Delia Owens, author of Where the Crawdads Sing, wanted for questioning over real-life killing

The bestselling book, now a major movie, echoes a death in Africa in 1995

Where the Crawdads Sing: Delia Owens with her then husband, Mark Owens, in North Luangwa National Park, in Zambia, in 1990. Photograph: William Campbell/Corbis via Getty

The phrase “literary phenomenon” is bandied about less than it once was, but Delia Owens’s Where the Crawdads Sing does deserve that overheated description. Published in 2018, the novel — a coming-of-age tale wrapped in a murder mystery — racked up sales of 4.5 million over the its first 18 months. It was the biggest-selling adult novel of 2019. This would be remarkable even if Crawdads were not the debut novel of a zoologist and conservationist who was then closing in on her 70th birthday.

Inevitably, the book generated a “major movie”. This weekend Daisy Edgar-Jones and David Strathairn land in a slice of clammy southern gothic produced by Reese Witherspoon. Despite indifferent reviews, Olivia Newman’s movie has already clocked up a strong opening weekend in the United States.

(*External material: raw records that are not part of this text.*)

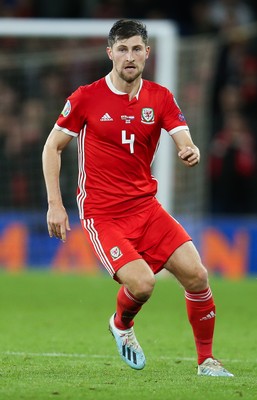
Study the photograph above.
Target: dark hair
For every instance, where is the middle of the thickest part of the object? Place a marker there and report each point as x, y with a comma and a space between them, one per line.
126, 28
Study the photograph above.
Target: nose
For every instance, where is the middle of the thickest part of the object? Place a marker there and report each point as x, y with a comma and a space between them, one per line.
130, 56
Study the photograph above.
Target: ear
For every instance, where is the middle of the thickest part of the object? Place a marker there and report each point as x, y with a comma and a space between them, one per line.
109, 52
147, 52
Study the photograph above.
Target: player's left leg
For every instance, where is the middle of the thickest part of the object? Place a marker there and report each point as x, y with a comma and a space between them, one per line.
185, 264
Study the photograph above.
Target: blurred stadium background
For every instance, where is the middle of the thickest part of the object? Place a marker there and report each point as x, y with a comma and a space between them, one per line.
213, 73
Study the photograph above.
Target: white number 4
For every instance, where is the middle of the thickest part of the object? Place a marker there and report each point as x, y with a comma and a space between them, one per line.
129, 141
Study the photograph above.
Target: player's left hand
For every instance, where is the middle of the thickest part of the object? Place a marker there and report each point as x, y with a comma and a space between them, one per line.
190, 156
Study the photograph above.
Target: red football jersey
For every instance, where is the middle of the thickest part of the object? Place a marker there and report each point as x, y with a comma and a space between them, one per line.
117, 142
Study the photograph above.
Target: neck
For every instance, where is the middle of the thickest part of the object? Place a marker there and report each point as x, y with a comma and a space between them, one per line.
131, 88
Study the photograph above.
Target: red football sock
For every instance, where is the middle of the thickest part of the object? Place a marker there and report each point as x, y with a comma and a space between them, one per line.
127, 309
201, 315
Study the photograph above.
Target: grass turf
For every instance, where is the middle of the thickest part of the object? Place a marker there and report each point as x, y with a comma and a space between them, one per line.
54, 341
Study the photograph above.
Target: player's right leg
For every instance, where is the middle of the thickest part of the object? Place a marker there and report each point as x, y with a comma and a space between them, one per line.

All this is good news for Owens. But the attention again drags up uncomfortable reminders of a still-controversial death in Africa a quarter of a century ago. The information has long been out there.

Mark Owens surveys wildwilfe in 1990: ‘The only thing Mark ever did was throw firecrackers out of his plane, but just to scare poachers, not to hurt anyone,’ Delia Owens said. Photograph: William Campbell/Corbis via Getty

In 2010 Jeffrey Goldberg published an 18,000-word article in the New Yorker with the subheading “Did American conservationists in Africa go too far?” The story details the often commendable work that Owens and her then husband, Mark Owens, carried out in Botswana and Zambia. “The Owenses supplied clinics, held workshops in Aids prevention, and trained traditional birth attendants,” Goldberg writes of their work in North Luangwa National Park.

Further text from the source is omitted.